Y	Hacker News new \| ask \| show \| jobs

by glogla 1947 days ago

That kind of approach is fine for special cases like time series or logs or events, but "no updates or deletes" is never going to be true for arbitrary data.

"Negotiating with data provider" is never going to happen - SAP or IBM or whatever vendor of whatever you're integrating is not going to change how their systems work to make your life easier - more likely they would use it as an opportunity to pitch their reporting solution instead.

Meaning from simple data movement, you get need for CDC on source end, then the simple incremental movement, then deduplication on target end - and that one is pretty computationally expensive.

For small data and low refresh frequencies (like singular gigabytes in source size, so hundreds of megabytes in columnar, updated daily), this dance might not be worth it compared to daily full snapshots.

I wish you were right though, my life would be hella easier.

1 comments

snidane 1947 days ago

We are probably refering to different scenarios. When purchasing data for analytics, data providers are usually sophisticated enough to know not to modify their data history. With new ones, data delivery format can be negotiated.

Data providers usually wait for a day or something worth of data to collect before validating and releasing it to customers.
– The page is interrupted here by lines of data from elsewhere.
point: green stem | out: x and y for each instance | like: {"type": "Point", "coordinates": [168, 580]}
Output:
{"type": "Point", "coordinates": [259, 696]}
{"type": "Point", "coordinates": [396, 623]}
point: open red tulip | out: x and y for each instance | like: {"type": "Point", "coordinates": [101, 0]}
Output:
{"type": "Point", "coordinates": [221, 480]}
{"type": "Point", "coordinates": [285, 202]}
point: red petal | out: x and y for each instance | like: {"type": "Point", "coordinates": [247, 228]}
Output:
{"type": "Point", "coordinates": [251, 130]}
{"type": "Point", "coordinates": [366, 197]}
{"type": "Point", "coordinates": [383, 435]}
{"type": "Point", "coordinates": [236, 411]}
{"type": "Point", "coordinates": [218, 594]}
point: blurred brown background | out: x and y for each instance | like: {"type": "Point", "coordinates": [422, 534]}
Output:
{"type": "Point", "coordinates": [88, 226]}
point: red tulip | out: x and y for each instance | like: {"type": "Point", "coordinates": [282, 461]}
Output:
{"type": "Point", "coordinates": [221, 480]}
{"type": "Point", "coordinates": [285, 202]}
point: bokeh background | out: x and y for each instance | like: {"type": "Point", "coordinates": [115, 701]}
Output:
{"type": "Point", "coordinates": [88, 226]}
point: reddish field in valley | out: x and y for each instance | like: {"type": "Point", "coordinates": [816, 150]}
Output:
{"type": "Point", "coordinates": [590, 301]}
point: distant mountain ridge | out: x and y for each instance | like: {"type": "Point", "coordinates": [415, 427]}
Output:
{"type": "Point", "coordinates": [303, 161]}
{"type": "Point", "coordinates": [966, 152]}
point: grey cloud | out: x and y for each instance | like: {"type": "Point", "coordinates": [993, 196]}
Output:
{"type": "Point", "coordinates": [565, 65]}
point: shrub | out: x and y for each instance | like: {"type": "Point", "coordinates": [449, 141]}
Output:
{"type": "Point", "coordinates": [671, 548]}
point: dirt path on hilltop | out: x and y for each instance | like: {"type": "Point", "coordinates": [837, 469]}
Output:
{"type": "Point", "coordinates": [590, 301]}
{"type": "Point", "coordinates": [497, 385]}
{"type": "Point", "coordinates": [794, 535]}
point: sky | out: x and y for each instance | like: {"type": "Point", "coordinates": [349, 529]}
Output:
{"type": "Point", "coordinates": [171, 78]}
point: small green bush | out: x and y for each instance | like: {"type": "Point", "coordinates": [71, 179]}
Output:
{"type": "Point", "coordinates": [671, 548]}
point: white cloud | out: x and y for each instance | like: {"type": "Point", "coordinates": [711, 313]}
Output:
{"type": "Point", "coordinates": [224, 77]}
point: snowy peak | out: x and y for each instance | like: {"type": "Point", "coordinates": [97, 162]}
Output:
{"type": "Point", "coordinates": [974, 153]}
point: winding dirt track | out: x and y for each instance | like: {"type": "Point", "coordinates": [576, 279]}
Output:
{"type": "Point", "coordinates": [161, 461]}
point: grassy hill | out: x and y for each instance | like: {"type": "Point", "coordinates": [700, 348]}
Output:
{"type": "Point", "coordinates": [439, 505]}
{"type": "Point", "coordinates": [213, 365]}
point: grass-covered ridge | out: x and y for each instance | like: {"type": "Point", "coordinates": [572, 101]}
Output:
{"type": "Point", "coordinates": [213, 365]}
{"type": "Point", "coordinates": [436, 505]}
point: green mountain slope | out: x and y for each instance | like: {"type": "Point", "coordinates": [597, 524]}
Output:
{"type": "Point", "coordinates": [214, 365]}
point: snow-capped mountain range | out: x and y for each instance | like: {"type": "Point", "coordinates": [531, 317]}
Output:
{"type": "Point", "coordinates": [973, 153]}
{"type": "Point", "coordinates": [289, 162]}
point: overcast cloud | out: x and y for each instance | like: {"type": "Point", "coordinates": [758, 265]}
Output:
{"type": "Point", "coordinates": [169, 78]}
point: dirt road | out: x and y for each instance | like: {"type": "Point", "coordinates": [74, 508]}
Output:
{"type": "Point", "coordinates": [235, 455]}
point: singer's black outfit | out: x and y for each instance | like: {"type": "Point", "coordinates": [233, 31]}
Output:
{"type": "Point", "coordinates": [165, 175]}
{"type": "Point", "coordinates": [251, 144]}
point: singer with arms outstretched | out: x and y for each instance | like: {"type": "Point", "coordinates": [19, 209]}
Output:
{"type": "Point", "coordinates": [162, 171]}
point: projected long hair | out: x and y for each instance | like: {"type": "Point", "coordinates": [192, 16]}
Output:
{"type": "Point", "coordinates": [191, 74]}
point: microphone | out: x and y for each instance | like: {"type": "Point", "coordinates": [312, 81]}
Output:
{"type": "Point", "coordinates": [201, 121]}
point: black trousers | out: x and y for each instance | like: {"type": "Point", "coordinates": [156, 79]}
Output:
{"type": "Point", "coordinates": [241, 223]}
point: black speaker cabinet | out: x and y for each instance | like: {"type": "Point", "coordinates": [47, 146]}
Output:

For integrating some OLTP database updating in real time on the other hand, yes you will need CDC.

---

Most of data engineering is just incrementally adding new data to existing corpus and then running a big batch job to dedup, sort or partition. This last step surely is computationally expensive, but at least it is conceptually simple and can be solved by throwing hardware at it. The first part of incremental updates is what imo causes more troubles.